Monday, April 14, 2014

No Strangers To Tragedy

Courtesy CBS News


Two recent stories continue to haunt me, as I’m sure they haunt the rest of the nation.

At a Pennsylvania high school, young Alex Hribal, age 16, greeted his fellow students one morning last week by stabbing 21 of them with a set of kitchen knives.  He also attacked a school security officer.  Four of his victims remain in critical condition.

Tomorrow, the school will reopen so parents and students can do a walk-through.  The school plant has been cleaned and sanitized of the blood and gore, but the fear, I’m afraid, will be much harder to clean away.  Classes begin on Wednesday, but it is safe to say no one in the community will be the same again.

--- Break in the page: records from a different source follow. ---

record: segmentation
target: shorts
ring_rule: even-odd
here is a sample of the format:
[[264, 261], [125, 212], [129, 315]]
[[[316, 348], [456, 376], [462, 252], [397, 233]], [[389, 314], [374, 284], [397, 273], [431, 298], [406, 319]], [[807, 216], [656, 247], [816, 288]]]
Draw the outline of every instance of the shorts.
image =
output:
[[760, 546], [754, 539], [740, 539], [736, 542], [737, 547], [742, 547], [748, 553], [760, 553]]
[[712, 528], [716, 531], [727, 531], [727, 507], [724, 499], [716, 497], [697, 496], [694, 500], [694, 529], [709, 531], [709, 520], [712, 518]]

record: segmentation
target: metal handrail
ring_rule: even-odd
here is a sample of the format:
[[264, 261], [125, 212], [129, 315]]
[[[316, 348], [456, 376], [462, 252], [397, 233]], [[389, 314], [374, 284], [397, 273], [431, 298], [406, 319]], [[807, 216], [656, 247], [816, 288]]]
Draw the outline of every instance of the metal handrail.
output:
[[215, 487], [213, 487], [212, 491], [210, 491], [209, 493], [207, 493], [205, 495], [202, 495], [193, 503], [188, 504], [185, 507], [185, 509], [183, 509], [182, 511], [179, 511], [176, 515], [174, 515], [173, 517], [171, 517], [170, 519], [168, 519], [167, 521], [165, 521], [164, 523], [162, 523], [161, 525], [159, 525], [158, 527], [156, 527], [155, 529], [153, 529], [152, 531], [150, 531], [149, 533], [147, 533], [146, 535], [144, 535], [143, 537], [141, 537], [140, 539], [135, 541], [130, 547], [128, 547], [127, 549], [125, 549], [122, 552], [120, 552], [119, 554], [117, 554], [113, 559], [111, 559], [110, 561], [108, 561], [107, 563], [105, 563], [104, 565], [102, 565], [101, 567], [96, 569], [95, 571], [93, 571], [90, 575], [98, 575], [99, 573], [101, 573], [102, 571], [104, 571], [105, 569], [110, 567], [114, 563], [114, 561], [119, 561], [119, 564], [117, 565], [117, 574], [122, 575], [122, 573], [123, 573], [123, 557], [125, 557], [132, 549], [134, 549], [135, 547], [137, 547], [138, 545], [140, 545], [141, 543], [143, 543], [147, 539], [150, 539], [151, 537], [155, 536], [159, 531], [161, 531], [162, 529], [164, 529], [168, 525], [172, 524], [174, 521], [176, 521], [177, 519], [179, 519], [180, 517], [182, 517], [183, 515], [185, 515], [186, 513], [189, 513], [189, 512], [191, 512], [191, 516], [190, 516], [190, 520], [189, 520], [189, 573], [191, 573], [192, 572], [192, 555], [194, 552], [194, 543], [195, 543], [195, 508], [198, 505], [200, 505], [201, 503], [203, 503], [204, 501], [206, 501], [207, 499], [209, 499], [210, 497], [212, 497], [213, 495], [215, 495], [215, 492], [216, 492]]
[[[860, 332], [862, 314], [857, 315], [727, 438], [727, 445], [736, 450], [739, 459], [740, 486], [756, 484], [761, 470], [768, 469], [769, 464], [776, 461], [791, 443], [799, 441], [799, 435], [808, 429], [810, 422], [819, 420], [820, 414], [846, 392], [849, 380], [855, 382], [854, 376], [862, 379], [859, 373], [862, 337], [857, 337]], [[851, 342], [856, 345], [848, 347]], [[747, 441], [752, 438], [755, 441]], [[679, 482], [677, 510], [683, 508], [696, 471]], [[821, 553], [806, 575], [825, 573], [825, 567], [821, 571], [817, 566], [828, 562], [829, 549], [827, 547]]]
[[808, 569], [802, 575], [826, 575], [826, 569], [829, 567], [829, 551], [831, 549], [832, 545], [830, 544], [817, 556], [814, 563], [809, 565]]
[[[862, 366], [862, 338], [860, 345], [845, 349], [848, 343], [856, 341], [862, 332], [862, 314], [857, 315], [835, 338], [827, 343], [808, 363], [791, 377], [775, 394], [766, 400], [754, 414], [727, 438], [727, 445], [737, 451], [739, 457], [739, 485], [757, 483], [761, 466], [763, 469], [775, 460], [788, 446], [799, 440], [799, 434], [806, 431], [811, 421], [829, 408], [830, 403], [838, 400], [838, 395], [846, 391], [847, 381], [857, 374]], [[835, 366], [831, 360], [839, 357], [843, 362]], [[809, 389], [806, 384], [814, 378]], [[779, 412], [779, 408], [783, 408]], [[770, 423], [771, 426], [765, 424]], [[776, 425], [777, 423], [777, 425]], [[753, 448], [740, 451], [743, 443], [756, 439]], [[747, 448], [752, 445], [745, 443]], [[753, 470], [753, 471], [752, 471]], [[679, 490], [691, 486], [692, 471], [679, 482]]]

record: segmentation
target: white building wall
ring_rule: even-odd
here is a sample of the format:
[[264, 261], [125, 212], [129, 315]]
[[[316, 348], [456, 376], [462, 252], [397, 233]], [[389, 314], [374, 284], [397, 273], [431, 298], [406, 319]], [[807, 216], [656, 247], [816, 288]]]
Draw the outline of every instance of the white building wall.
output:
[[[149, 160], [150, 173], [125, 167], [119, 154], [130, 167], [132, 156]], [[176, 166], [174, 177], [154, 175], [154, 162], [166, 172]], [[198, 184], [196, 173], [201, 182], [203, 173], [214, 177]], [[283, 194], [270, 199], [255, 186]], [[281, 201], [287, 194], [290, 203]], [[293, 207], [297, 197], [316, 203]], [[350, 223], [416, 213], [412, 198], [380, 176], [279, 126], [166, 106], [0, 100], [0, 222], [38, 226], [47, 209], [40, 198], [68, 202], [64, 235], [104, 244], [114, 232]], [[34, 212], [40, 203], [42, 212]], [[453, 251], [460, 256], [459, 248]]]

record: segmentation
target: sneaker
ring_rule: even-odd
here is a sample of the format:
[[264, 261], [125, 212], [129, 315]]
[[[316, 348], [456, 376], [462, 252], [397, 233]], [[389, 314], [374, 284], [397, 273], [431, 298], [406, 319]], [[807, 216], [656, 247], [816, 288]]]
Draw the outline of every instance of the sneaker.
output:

Hribal did not stand out as a troubled teen before the rampage.  Mental illness does not necessarily broadcast its presence to the world before bullets fly or steel flashes, bloodstained and corroded, in a school hallway.  There are sleepers out there, psychologists warn us.  Some of them sleep in our homes with us.  They are the children we thought we knew, until the day without warning when they rise up and act out.  Then we are left to wonder why.  I still cannot believe there were no signs from Alex before the morning of the knives.

Maybe his signs were not so obvious, as they were with Sandy Hook school shooter Adam Lanza.  He refused to communicate with his parents except through email even when they were in the next room.  He blacked out his bedroom windows with trash bags and duct tape.  One would think that was evidence enough that the dam was about to break.  We don’t know what his mother was thinking because she was his first victim.  In this latest knife attack, the perpetrator did not give the kind of warnings Lanza did.

Post-attack, it is clear that Hribal will face the consequence of his actions, if he even comprehends what he has done.  If convicted, he faces 585 years in prison, which is a long time to think about things, or he may be institutionalized to simmer away in his madness.  Whatever happens, it is doubtful he will ever see freedom.

The second tragedy befell students about to graduate this spring, and was not the fault of an insane kid carrying a gun or a knife.  On board buses headed for California State University at Humboldt in northern California, five students and three chaperones were killed when a Fed Ex tractor-trailer crossed the center median and struck one of the buses head on.  This is a tragedy without a clear evil intent, but it is a horrific tragedy nonetheless, and equally nonsensical.  Many of these victims, only a few months away from starting a new chapter in their lives, were severely burned in the inferno, leaving both physical and mental scars that will last a lifetime.

Graduation.  The cusp of the rest of your life.  Death should come for us in old age and include a celebration around the casket for a life well-lived.  Now we mourn what never will be, a life aborted in its infancy.  These kids never had a chance to bud, much less flower in this burgeoning spring of their lives.

We have become inured to the horror.  The phone call from the school administration, the state police, the county coroner, has become the expected, not the exception.  Tragedies happen and we prepare for when, not if.

It is naïve to wish events like stabbings and shootings and car crashes would never happen, or to wish those lost souls alive once more.  I’d be happy to go back to the days when such events happened so infrequently as to be the aberration they should be, the horrific anomaly instead of the more commonplace events they have become.  Now we stagger, from tragedy to tragedy, anticipating this nightmare that has become our reality.  And we try to go on.